# Gathering Influenza Related Data via the DELPHI Epidata API
### Purpose of this notebook
* Gather the Wikipedia Pageviews and ILInet data from the DELPHI epidata API
* Store the data into pandas DataFrames to facilitate analysis (in other notebooks)
* Create a DataFrame that maps Epiweeks to their corresponding Datetimes

*The relevant computed variables are stored in iPython's local data store to avoid recomputation.
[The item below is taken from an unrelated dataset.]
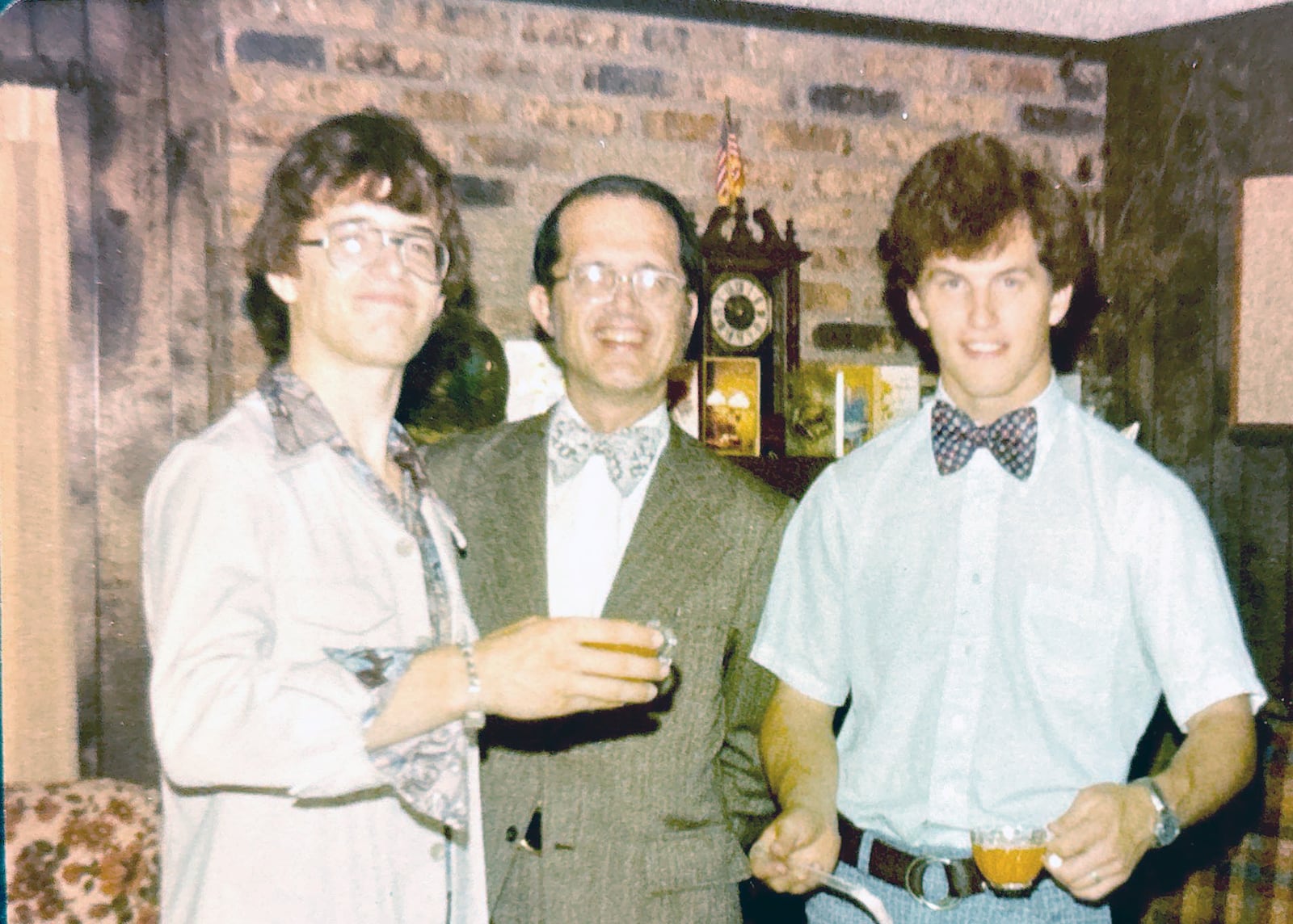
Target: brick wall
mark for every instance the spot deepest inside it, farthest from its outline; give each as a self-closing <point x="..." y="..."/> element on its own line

These variables can be accessed from other notebooks using the %store magic command*

In [1]:
import epidata as delphi
import pandas as pd
import matplotlib.pyplot as plt
import requests
import time
from bs4 import BeautifulSoup
from collections import defaultdict
from datetime import datetime, timedelta
%matplotlib inline

%store -r pageViewResps
%store -r wILIresp
%store -r pageViews
%store -r wILI
%store -r epiweeksDf
%store -r rawPageViews

definedVariables = set(vars().keys())

#### Getting Wikipedia Page Views for Flu Related Articles

In [2]:
if 'pageViewResps' not in definedVariables:
    
    print("Calling the DELPHI epidata API for wikipedia pageviews")
    
    epidata = delphi.Epidata() # interface to CMU delphi API

    with open('./data/allarticles.txt') as f:
        fluRelatedArticles = [article.strip() for article in f]
    years = range(2008, 2017) # 2008 - 2016 full years
    epiranges = [ epidata.range(int(str(yr) + '01'), int(str(yr) + '52')) for yr in years]
    pageViewResps = []
    # API calls to the delphi epidata API
    for epiyear in epiranges:
        resp = epidata.wiki(fluRelatedArticles, epiweeks=epiyear)['epidata']
        pageViewResps.extend(resp)
        time.sleep(15)
    %store pageViewResps
else:
    print("Found pageViewResps")
    
pageViewResps[:2]

Found pageViewResps


[{'article': 'amantadine',
  'count': 2201,
  'epiweek': 200801,
  'hour': -1,
  'total': 960694119,
  'value': 2.29105181},
 {'article': 'antiviral_drugs',
  'count': 135,
  'epiweek': 200801,
  'hour': -1,
  'total': 960694119,
  'value': 0.1405234}]

#### Getting state level ILInet data

In [3]:
if 'wILIresp' not in definedVariables:
    
    print("Calling the DELPHI epidata API for ILInet data")
    
    wILIresp = epidata.fluview('nat', epidata.range(200801, 201652))['epidata']
    %store wILIresp
else:
    print("Found wILIresp")

wILIresp[:2]

Found wILIresp


[{'epiweek': 200801,
  'ili': 2.2540483926029,
  'issue': 201352,
  'lag': 312,
  'num_age_0': 3737,
  'num_age_1': 2568,
  'num_age_2': 2731,
  'num_age_3': None,
  'num_age_4': None,
  'num_age_5': 670,
  'num_ili': 9706,
  'num_patients': 430603,
  'num_providers': 1486,
  'region': 'nat',
  'release_date': '2013-12-31',
  'wili': 2.4393875484528},
 {'epiweek': 200802,
  'ili': 2.0914715379231,
  'issue': 201352,
  'lag': 311,
  'num_age_0': 3393,
  'num_age_1': 3644,
  'num_age_2': 3262,
  'num_age_3': None,
  'num_age_4': None,
  'num_age_5': 816,
  'num_ili': 11115,
  'num_patients': 531444,
  'num_providers': 1509,
  'region': 'nat',
  'release_date': '2013-12-31',
  'wili': 2.2931912803177}]

#### Putting pageViews API response data in DataFrame

In [4]:
if 'pageViews' not in definedVariables:
    pageToViews = defaultdict(list)
    pageViewsIndex = { week['epiweek'] for week in pageViewResps }
    pageViewsIndex = list(pageViewsIndex)
    pageViewsIndex.sort()

    # map each article to it's weekly view counts (from 2008 to 2016)
    for week in pageViewResps:
        page, weeklyViews = week['article'], week['count']
        pageToViews[page].append(weeklyViews)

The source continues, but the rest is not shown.